Considerações finais

Após todas estas considerações práticas baseadas nas instruções de Jesus pouco nos resta para dizer. Na verdade apenas nos resta uma profunda autoavaliação sincera e nos perguntarmos: como tem sido a minha vida de oração? Tenho buscado a glória dos homens através das minhas orações? Tenho sido descuidado com minha vida de oração? Tenho comunicação com Deus em oração? Sou salvo em Cristo para poder orar a Deus e tratá-lo como Pai? A minha oração pode ser recebida diante de Deus pela obra de Cristo na cruz por mim?

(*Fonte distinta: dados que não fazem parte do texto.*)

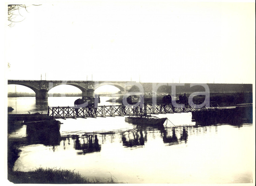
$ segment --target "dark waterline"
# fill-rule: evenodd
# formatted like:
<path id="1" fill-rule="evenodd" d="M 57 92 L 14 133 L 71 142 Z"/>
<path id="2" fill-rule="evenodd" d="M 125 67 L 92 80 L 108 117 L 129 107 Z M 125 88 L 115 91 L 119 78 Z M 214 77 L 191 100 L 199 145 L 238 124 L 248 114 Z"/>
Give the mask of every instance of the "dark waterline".
<path id="1" fill-rule="evenodd" d="M 68 105 L 63 99 L 49 103 Z M 44 106 L 33 101 L 28 104 L 27 100 L 21 106 L 23 100 L 10 102 L 13 101 L 24 111 Z M 167 117 L 178 127 L 169 122 L 160 128 L 141 127 L 126 123 L 121 117 L 60 119 L 63 124 L 60 135 L 48 131 L 52 139 L 46 141 L 30 135 L 26 126 L 20 126 L 8 135 L 22 151 L 14 169 L 75 169 L 91 178 L 111 174 L 118 181 L 128 183 L 250 183 L 252 125 L 197 127 L 191 113 L 157 116 Z"/>

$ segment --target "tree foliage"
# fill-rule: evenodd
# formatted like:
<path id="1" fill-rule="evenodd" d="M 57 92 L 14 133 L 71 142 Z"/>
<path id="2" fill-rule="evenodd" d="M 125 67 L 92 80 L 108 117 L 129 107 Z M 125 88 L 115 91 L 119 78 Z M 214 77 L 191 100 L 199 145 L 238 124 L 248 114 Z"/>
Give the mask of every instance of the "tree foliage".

Se alguma dessas perguntas tiver uma resposta negativa, considere aquilo que foi dito aqui e arrependa-se. Venha a Cristo, tome a sua cruz e siga-o. Somente nEle podemos ter acesso ao Pai e trata-lo com carinho, dizendo “Aba Pai”! Que Deus nos abençoe!


[1] A.W.Pink. “Deus é soberano”. São José dos Campos: Editora Fiel.